I have a python script that uses the __file__ variable to take some action. This was working fine before I used zipapp since __file__ matched the actual running file.

Now I am starting to use zipapp and the logic doesn't work anymore, because __file__ is "loinc.pyz" and not "loinc.py".

Is there a way that, within my Python code, I can tell if the file is actually loinc.pyz, say, rather than loinc.py?

The only way I can see to do it now is to just try to see if __file__ + "z" exists, and if it does, assume we're using zipapp. But I'd like something more elegant.

I looked at the specifications from zipapp https://docs.python.org/3/library/zipapp.html but couldn't find anything. Looked at the 8 pages of zipapp-referenced questions in Stack Overflow and nothing either.

Answer 1

Use sys.argv[0].

(Note: this example was created on a UNIX system.

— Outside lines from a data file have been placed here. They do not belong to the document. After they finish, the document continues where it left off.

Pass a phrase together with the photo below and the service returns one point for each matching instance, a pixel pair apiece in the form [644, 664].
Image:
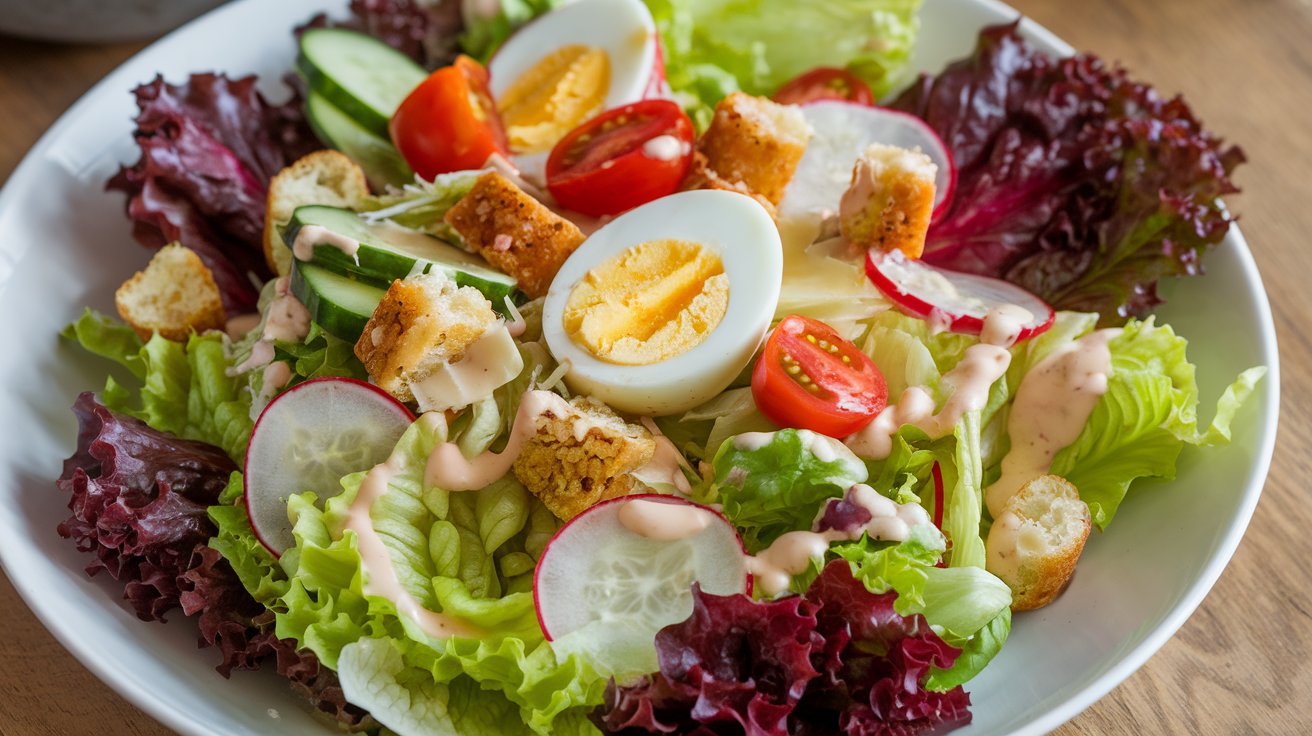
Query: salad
[626, 366]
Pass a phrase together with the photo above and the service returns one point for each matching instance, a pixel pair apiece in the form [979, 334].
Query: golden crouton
[323, 177]
[1035, 543]
[753, 146]
[421, 323]
[891, 200]
[570, 474]
[701, 176]
[175, 295]
[514, 232]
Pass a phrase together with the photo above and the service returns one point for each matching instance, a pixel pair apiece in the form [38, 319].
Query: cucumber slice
[382, 163]
[358, 74]
[339, 305]
[387, 251]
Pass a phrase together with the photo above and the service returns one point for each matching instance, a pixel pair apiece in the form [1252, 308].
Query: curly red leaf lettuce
[1073, 181]
[139, 500]
[207, 151]
[837, 660]
[425, 32]
[875, 664]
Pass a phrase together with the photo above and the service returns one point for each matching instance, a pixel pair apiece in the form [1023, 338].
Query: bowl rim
[175, 718]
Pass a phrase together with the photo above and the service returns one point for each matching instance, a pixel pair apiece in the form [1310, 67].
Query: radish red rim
[936, 303]
[266, 537]
[615, 503]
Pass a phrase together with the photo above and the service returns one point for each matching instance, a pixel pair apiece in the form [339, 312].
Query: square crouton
[514, 232]
[323, 177]
[175, 295]
[423, 323]
[753, 146]
[580, 455]
[891, 200]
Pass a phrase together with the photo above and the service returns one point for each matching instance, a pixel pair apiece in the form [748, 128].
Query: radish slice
[307, 440]
[951, 299]
[633, 560]
[841, 134]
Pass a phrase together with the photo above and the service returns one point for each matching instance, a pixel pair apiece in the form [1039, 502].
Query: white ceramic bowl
[64, 243]
[97, 20]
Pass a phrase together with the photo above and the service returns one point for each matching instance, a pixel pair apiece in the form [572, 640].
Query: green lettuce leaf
[975, 654]
[772, 483]
[319, 354]
[256, 567]
[971, 609]
[717, 46]
[466, 555]
[1147, 416]
[176, 387]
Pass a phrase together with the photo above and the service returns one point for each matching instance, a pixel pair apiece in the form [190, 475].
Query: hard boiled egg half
[568, 66]
[659, 310]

Command invocations on a ms-windows system will differ.)

Create a file __main__.py:

import sys

print(f"__file__ = {__file__}")
print(f"sys.argv[0] = {sys.argv[0]}")

(Zipped Python executables depend on the name __main__.py being present in the zipfile.)

Next, create a file named hdr:

#!/usr/bin/env python

Compress __main__.py:

zip -q foo __main__.py

This will create foo.zip.

Concatenate the header and the zipfile, and make the resulting file executable:

cat hdr foo.zip >foo.pyz
chmod u+x foo.pyz

Now, call __main__.py:

> python __main__.py 
__file__ = /zstorage/home/rsmith/tmp/src/__main__.py
sys.argv[0] = __main__.py

Then call foo.pyz:

> ./foo.pyz 
__file__ = /zstorage/home/rsmith/tmp/src/./foo.pyz/__main__.py
sys.argv[0] = ./foo.pyz

Note how __file__ ends with __main__.py in both cases!